国民民主や参政党の支持者に低所得者層が多いというデータはない。ただ、参政党の支持者には40〜50代のいわゆる就職氷河期世代や非正規雇用、自営業、中小企業勤務といった、既存の政治システムから取り残された層が多く含まれている。また、国民民主の場合は昨年の衆院選で20〜30代の若年層から相対的に高い支持を集めたことが判明している。若年層の不安定な雇用状況や物価上昇による実質所得の減少といった背景もあり、年収103万円の壁など現実的な生活課題に関する政策が評価されたわけだ。
こうしたデータから分かるのは、いずれの党も相対的に収入が低く、経済的不安を抱える層が支持基盤となっている事実だ。
「もちろん低所得者の中にもマトモな思考や判断力を持つ人はいます。その意味でこれらの政党を支持したのは経済面だけでなく、ネットに踊る美辞麗句に飛びついて『真実に目覚めて』しまった情報的弱者でもあるのでしょう」(前出・政治評論家)

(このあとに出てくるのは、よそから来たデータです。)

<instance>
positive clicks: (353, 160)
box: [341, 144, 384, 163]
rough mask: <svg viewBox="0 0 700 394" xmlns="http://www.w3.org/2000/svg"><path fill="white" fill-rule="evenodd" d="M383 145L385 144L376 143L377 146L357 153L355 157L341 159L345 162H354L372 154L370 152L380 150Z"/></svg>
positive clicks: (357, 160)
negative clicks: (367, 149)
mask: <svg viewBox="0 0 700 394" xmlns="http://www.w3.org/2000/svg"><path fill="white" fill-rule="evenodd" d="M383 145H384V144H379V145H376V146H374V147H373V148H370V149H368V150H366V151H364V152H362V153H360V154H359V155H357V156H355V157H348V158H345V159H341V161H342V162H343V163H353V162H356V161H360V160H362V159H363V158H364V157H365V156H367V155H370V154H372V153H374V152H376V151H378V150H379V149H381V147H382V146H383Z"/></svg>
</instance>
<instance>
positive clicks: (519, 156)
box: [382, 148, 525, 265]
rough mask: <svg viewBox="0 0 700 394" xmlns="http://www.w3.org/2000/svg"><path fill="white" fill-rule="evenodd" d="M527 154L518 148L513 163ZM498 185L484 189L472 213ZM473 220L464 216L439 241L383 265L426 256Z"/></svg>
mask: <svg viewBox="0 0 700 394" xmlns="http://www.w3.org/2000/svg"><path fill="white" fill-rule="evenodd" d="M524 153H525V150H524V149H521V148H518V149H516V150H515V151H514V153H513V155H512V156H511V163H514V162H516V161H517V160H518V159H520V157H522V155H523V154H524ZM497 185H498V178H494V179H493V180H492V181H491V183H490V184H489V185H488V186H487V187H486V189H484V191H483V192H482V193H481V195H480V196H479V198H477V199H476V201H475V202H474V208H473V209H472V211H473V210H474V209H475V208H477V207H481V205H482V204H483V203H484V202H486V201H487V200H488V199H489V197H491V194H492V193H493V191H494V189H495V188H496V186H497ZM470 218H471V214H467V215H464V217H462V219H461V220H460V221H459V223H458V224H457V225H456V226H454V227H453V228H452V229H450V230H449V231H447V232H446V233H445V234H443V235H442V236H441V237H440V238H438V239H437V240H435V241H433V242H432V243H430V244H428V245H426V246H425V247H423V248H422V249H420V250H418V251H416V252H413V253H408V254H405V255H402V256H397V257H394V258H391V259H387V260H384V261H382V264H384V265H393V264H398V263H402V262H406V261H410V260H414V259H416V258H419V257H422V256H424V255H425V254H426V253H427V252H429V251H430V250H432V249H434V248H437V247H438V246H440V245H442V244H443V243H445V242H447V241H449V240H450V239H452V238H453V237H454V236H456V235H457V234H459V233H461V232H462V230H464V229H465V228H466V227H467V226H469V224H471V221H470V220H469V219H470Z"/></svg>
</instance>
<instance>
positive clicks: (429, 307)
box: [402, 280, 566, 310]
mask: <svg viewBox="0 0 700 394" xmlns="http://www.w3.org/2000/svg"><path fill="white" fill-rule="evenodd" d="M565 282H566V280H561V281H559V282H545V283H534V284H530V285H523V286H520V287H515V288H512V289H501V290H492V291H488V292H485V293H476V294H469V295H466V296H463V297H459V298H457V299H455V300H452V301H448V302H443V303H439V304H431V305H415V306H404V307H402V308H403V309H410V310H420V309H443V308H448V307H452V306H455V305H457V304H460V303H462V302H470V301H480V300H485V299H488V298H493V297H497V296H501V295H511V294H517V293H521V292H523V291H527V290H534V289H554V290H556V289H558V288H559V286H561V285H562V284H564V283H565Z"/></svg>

もっとも、日本の低所得者層は世界的に見ればかなり恵まれている存在だ。生活保護制度や住宅扶助、各種免除や支援金、自治体のセーフティネット等々。使おうと思えば、最低限の生活は余裕で維持できる仕組みが完備されている。にもかかわらず、彼らはSNSや街頭演説で「この国は冷たい」「貧困が蔓延している」と泣き叫ぶのだ。
そして、こうした“底辺ポピュリズム”のツケを支払わされ、日本社会で最も割を食っているのがまっとうに働く中間層だ。正社員として働き、年収400〜700万円のレンジにいる世帯は、日本において最も税金を取りやすく、最も社会保障の恩恵から外されている層でもある。累進課税の影響をそれなりに受けるにもかかわらず、生活保護や手当、補助金の類からは対象外にされ、子どもを持っても支援は少なく、老後資金も自力。それでも文句を言わずに働き続けている。